Essential skills: Service integration; informed buying; contract facilitation; contract monitoring; vendor development
Service delivery is where the nitty-gritty of traditional IT development and management happens: infrastructure design, configuration and development, release management, testing, support and much more. In essence, this function is responsible for the actual delivery of business services via the IT platform and then for supporting that platform as it evolves.
The service delivery environment today is highly complex in part because, as noted, the architectural environment is more complex—a hybrid of legacy and cloud technologies. Delivery will also most likely be a mix of multiple resources both internal and external. In response to that complexity, there is a growing need for management skills outside the traditional sweet spot of IT managers.

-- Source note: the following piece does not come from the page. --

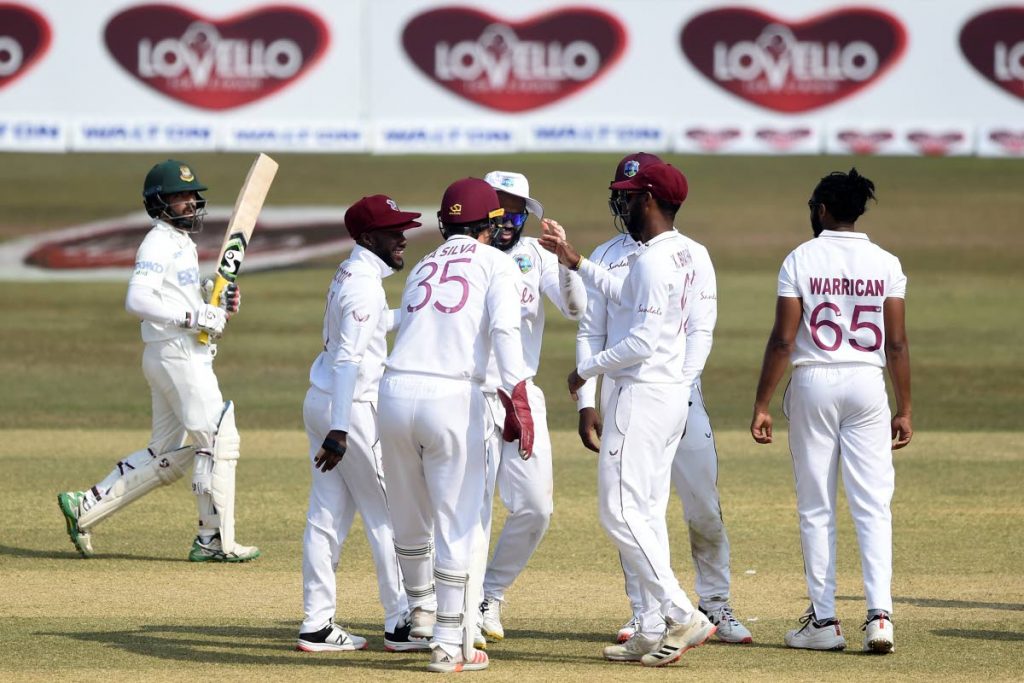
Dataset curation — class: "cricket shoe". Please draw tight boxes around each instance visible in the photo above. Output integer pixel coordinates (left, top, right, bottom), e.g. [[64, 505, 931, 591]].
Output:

Service integration. With IT focused more today and in the future on delivering business services rather than as a function that delivers applications and server management, an unprecedented degree of business sophistication is now required from IT. This business knowledge, combined with systems integration capabilities, results in a new function providing end-to-end management and integration of the business service or set of services in a multi-vendor, cloud environment. Service integration combines into a new capability several traditional functions including service transition, service operations and continuous service improvement.
Informed buying. For organizations that rely heavily on external vendors and outsourcing providers, an informed buying capability is critical. Informed buyers analyze and regularly benchmark the external market for IT and cloud services; select the five- to 10-year sourcing strategy to meet business needs and technology issues; and lead the tendering, contracting and service management processes.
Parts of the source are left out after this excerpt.